Scotland Yard calls on Tarling help in this case because of a curious note, written in Chinese, found on the body. Tarling had been a very successful police detective in Shanghai and he has a Chinese assistant, Ling Chu. Ling Chu is most emphatically not a servant but a colleague and is a formidable detective in his own right.

The evidence all points towards Odette’s guilt but Tarling finds her to be a charming young woman and while nothing will deflect him from the path of duty he finds himself hoping that Odette will prove to be innocent.

The plot has some of the outrageousness you expect from Wallace but in spite of its convolutions the solution is simple and makes sense. As you might expect from Ling Chu’s presence the events of the present day have links to events in the past in China.

In 1920 the idea of the fair-play mystery has not yet been formalised. Insofar as writers played fair with their readers they did so by avoiding impossibilities in the plotting and by providing a puzzle that the detective could plausibly solve based on the clues available to him, clues that were not necessarily revealed to the reader until the ending. In spite of this there is one definite clue that does point very clearly to the identity of the criminal. Unless of course (like me) you manage to miss its significance! There are multiple suspects and they’re all quite plausible. And there is an unbreakable alibi as well.

Of course being a Wallace novel it has more action than the average detective novel.
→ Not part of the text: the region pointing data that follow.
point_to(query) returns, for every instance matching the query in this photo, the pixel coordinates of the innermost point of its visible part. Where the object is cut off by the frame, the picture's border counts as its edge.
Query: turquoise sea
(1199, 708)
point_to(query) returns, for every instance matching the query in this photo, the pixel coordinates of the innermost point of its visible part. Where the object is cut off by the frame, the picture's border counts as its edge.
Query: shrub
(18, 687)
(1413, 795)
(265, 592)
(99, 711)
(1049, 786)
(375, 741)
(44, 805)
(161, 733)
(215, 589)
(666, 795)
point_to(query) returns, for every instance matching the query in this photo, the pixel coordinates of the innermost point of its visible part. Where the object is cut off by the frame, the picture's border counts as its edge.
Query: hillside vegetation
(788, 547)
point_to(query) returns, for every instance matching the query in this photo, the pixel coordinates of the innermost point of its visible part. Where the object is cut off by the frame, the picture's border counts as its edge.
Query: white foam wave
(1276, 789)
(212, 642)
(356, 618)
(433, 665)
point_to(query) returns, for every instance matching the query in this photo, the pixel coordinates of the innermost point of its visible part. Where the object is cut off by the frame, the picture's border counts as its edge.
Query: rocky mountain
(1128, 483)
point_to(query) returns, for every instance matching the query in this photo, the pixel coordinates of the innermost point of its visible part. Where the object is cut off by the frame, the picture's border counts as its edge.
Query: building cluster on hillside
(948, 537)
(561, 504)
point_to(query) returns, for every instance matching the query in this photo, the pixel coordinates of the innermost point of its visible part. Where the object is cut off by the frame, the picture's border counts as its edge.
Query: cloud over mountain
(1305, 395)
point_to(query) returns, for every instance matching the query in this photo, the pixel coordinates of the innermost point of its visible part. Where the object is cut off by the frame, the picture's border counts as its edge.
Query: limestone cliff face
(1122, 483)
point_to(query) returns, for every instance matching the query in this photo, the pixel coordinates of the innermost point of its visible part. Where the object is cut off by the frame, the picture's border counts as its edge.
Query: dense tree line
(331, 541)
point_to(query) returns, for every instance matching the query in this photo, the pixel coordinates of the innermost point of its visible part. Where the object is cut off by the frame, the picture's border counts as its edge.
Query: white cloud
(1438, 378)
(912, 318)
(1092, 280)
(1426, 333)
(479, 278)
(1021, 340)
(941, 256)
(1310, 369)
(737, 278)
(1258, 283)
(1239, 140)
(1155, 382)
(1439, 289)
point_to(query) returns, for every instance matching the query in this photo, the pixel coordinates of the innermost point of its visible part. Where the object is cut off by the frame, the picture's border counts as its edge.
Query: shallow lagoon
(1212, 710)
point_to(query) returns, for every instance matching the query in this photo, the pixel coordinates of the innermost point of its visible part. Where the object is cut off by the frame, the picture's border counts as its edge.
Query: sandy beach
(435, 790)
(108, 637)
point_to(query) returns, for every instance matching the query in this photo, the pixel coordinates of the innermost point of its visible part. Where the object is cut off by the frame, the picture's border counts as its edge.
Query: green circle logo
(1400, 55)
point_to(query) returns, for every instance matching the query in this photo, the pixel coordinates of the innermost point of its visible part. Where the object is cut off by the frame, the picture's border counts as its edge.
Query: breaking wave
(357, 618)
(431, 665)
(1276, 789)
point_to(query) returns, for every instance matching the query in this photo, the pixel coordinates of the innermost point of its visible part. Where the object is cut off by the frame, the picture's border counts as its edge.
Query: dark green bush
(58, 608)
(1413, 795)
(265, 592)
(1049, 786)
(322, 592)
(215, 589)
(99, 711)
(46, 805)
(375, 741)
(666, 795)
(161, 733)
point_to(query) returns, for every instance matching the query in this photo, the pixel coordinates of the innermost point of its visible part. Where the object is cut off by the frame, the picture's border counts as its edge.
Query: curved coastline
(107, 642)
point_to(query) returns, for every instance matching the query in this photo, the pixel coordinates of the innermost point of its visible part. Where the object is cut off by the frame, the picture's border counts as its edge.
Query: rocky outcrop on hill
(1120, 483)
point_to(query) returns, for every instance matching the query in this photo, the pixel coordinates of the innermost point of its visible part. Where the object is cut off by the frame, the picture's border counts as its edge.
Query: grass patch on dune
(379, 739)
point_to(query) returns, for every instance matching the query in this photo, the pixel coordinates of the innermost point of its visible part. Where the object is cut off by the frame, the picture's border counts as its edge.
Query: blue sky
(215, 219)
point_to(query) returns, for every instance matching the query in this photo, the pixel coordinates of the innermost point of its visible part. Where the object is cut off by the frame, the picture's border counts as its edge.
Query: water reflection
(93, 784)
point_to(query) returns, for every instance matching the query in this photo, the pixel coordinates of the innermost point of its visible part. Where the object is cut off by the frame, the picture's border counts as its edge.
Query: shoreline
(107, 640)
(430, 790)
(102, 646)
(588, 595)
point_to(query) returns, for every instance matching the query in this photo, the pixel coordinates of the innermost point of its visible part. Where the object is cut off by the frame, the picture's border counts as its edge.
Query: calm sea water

The golden age of detective fiction had scarcely even begun when The Daffodil Mystery appeared but the idea of a murderer adding some bizarre touch to the victim’s body (in this case the daffodils) was one that would be used quite often by golden age writers, notably John Dickson Carr in the wonderful The Mad Hatter Mystery and Ellery Queen in The Chinese Orange Mystery (and the latter of course has a China connection as well).

Ling Chu is quite an interesting character. He is honest, but sometimes he is honest in a misleading way. He takes care of the investigation of most of the vital physical clues including some very puzzling footprints. He’s not quite an early anticipation of Charlie Chan. He’s a lot more ruthless for one thing - he has his own ideas about the way to interrogate suspects and they’re not for the faint-hearted. Sometimes bad men try to lie to detectives but they don’t lie to Ling Chu.

Tarling also has a certain nostalgia for his earlier career in Shanghai when the rules under which policemen operated were much more flexible. Working for Scotland Yard can be a bit restrictive.

It's perhaps worth pointing out that despite the China connection and the slightly lurid cover this is not by any stretch of the imagination a Yellow Peril novel.

The Daffodil Mystery represents the slightly less outlandish side to Edgar Wallace but it’s still thoroughly enjoyable. Recommended.